How to identify text generated by AI large language model- The latest international watermarking tool developed
On October 24th, the internationally renowned academic journal *Nature* published a groundbreaking research paper on artificial intelligence (AI) that has caught the attention of experts in the field. According to the study, researchers have developed a tool capable of adding watermarks to the text generated by AI large language models (LLMs), potentially enhancing our ability to identify and trace synthetic content.
The paper explains that LLMs are widely used AI tools that can generate text for various purposes, including chatbots and writing assistance. However, identifying the source of AI-generated text remains a challenge, raising concerns about the reliability of information. Watermarks are seen as a potential solution to this problem, but strict requirements for quality and computational efficiency have hindered their widespread application.
In this latest study, the DeepMind team from the notable AI company Google introduced a system called SynthID-Text, which employs a novel sampling algorithm to embed watermarks into AI-generated text. This tool cleverly adjusts the vocabulary selection of the LLM, inserting a signature that can be detected by relevant software. The watermark can be integrated via a “distortion” pathway, which enhances quality at the slight expense of output fidelity, or through a “non-distorted” pathway that preserves text quality.

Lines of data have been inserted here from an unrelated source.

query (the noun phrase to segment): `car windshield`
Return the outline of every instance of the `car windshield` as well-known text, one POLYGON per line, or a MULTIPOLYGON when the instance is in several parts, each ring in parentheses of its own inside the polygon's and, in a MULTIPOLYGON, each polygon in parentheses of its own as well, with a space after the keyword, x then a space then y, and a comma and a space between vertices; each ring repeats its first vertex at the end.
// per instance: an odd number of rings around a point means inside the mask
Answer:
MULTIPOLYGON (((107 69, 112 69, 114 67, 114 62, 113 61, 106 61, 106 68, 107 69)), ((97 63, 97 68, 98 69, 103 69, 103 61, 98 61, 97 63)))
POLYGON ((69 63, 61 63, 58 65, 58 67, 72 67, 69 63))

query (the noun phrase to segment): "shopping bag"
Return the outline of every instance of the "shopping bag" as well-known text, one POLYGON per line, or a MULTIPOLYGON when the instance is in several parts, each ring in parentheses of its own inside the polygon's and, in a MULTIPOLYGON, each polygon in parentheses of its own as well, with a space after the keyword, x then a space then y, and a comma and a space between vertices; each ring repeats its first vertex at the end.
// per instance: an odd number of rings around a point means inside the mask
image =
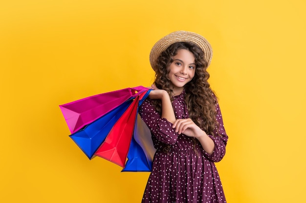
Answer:
POLYGON ((122 171, 151 171, 155 151, 151 131, 140 115, 137 114, 128 161, 122 171))
POLYGON ((148 90, 142 86, 125 88, 60 105, 60 108, 70 132, 73 133, 148 90))
POLYGON ((114 125, 94 155, 124 167, 134 130, 139 101, 138 95, 114 125))
POLYGON ((132 102, 128 100, 69 137, 91 159, 113 126, 132 102))

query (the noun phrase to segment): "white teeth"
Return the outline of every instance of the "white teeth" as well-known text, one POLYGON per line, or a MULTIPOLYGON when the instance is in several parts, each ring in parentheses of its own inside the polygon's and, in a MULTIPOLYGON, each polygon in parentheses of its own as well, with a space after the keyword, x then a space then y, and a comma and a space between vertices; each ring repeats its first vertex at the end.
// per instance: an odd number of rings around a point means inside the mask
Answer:
POLYGON ((179 76, 176 76, 176 77, 177 77, 178 79, 180 79, 181 80, 184 80, 184 79, 186 79, 186 78, 184 78, 184 77, 179 77, 179 76))

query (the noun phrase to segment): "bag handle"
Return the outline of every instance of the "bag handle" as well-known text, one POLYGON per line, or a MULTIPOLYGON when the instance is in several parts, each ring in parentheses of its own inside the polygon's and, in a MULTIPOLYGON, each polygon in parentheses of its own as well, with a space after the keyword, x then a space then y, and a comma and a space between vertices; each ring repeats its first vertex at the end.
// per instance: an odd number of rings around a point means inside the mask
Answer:
POLYGON ((145 88, 143 86, 137 86, 131 88, 132 93, 132 96, 135 97, 143 92, 149 90, 149 88, 145 88))

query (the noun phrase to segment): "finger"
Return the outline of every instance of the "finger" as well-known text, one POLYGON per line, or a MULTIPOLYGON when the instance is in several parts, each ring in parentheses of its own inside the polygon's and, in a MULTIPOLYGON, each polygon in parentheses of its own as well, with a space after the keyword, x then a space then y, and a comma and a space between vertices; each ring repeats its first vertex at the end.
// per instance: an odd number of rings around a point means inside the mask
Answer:
POLYGON ((184 129, 184 126, 186 125, 188 120, 186 119, 181 119, 177 121, 175 125, 175 132, 178 134, 182 133, 182 129, 184 129))

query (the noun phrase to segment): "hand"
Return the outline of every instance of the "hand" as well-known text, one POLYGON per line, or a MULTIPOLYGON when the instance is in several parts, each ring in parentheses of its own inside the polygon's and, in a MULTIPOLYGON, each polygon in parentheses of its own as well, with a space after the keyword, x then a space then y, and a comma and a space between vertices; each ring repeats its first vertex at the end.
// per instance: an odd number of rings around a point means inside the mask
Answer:
POLYGON ((151 88, 148 88, 152 90, 149 94, 149 98, 153 99, 161 99, 163 96, 169 96, 167 91, 164 90, 160 90, 155 86, 152 85, 151 88))
POLYGON ((184 133, 189 137, 198 138, 207 135, 190 118, 176 119, 173 123, 172 128, 175 128, 175 132, 178 134, 184 133))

The authors of the paper evaluated the detectability of these watermarks across various publicly available models and found that SynthID-Text outperforms existing methods in terms of detection capabilities. They also assessed the quality of text generated during nearly 20 million online conversations with the Gemini LLM and determined that the non-distorted watermark significantly does not compromise text quality. Furthermore, the impact of using SynthID-Text on the computational resources required by LLMs is minimal, reducing barriers to its implementation.
In conclusion, the authors noted that while it is possible to avoid watermarking by editing or rewriting the output, their research demonstrates the feasibility of a watermarking tool for AI-generated content. This innovation holds promise for enhancing accountability and transparency in the use of LLMs.